U.S. flags to be lowered for Kennedy

November 22, 2013 08:31 am | Updated 10:26 am IST - Washington

Clare Calvin, left, a colouring assistant with Madame Tussauds tourist attraction poses for the photographers next to the wax figures of the 35th U.S. President John F. Kennedy, centre, and the one of current president Barack Obama, right, in the World Leaders area at Madame Tussauds tourist attraction, in London. Friday, Nov. 22, 2013 marks the 50th anniversary of the JFK assassination. According to Madame Tussauds, the wax figure of the 35th President of the United States remains a popular feature in the attraction five decades after his death.

Clare Calvin, left, a colouring assistant with Madame Tussauds tourist attraction poses for the photographers next to the wax figures of the 35th U.S. President John F. Kennedy, centre, and the one of current president Barack Obama, right, in the World Leaders area at Madame Tussauds tourist attraction, in London. Friday, Nov. 22, 2013 marks the 50th anniversary of the JFK assassination. According to Madame Tussauds, the wax figure of the 35th President of the United States remains a popular feature in the attraction five decades after his death.

After weeks of history documentaries, magazine cover stories and poignant recollections, the United States on Friday was to commemorate the 50th anniversary of the assassination of president John F. Kennedy.

U.S. President Barack Obama ordered flags to be lowered to half mast, noting that Mr. Kennedy had “called a generation to service and summoned a nation to greatness.” Mr. Kennedy’s accomplishments in founding the Peace Corps, kick-starting the space programme with the goal of a moon landing, navigating the perils of the Cuban missile crisis that brought the world to the brink of nuclear war: All of these are among the remembrances of his brief presidency.

Friday will see a series of commemorations, with the focus on Dealey Plaza, in Dallas, Texas, where the assassination occurred and an assassination museum has been built. An estimated 5,000 people are expected to attend. Around 900 journalists from around the world had registered their plans to cover the ceremony, the newspaper Dallas News reported.

In Boston, Massachusetts, where Mr. Kennedy was born, several events are planned including church services, concerts and the opening of an exhibit with personal artefacts of the 35th president that have never been shown in public.

But the enduring video image of the day, one that has rerun on every U.S. broadcast channel for weeks, is that of first lady Jacqueline Kennedy in her double-breasted, pink wool suit. She begins the day in Texas with her husband, wearing the suit and matching pillbox hat, a broad smile on her face and an armful of red roses against the pink wool.

Sadly remarkable about her presence was this was her first public outing after giving birth just three months before to their last child, a son, Patrick Bouvier Kennedy, who died shortly after birth.

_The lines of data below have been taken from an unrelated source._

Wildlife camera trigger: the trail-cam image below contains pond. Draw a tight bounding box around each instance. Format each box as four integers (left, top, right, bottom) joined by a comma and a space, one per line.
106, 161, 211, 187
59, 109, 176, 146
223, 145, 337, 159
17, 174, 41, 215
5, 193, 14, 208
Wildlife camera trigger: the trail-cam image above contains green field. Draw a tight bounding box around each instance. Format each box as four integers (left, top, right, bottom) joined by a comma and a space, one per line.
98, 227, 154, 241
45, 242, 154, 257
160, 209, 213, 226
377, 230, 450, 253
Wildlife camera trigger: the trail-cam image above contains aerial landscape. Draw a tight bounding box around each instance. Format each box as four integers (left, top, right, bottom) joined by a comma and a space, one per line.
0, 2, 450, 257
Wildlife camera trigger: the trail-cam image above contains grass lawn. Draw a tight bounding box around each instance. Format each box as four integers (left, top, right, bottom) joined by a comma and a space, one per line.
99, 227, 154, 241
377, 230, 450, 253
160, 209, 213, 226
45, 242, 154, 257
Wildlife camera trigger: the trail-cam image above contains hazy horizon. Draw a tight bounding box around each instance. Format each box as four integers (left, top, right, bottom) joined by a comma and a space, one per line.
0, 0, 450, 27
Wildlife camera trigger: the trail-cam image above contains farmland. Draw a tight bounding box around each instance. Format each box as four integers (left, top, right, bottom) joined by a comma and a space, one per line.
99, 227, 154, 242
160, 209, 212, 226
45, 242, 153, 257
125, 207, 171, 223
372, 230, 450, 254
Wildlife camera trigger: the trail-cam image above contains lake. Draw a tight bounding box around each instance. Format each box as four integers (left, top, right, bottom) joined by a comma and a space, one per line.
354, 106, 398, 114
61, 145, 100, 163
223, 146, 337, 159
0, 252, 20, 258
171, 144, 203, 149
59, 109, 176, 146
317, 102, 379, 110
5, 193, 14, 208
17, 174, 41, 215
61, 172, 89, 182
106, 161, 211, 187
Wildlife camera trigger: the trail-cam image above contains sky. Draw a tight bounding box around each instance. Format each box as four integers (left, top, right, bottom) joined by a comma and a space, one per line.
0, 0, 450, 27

By 12:30 pm local time (1830 GMT), yet another tragedy was to befall her. The sniper’s bullet at Dealey Plaza in Dallas, Texas, put an end to Jack Kennedy’s life even as she sat next to him in the open-air limousine. Her next actions are embedded in the American psyche: her frantic crawl over the back of the car, her return to the seat, his slumped body in her lap.

And during the long weekend of mourning and burial, broadcast nationwide on television for the media’s first round-the-clock coverage of an event, the enduring image was that of Jackie: How the 34-year-old widow stood next to Lyndon B. Johnson as he was sworn in as president, her husband’s blood caked on the pink suit and on her legs.

She refused to wash and change clothes. “Let them see what they have done,” she later told a journalist.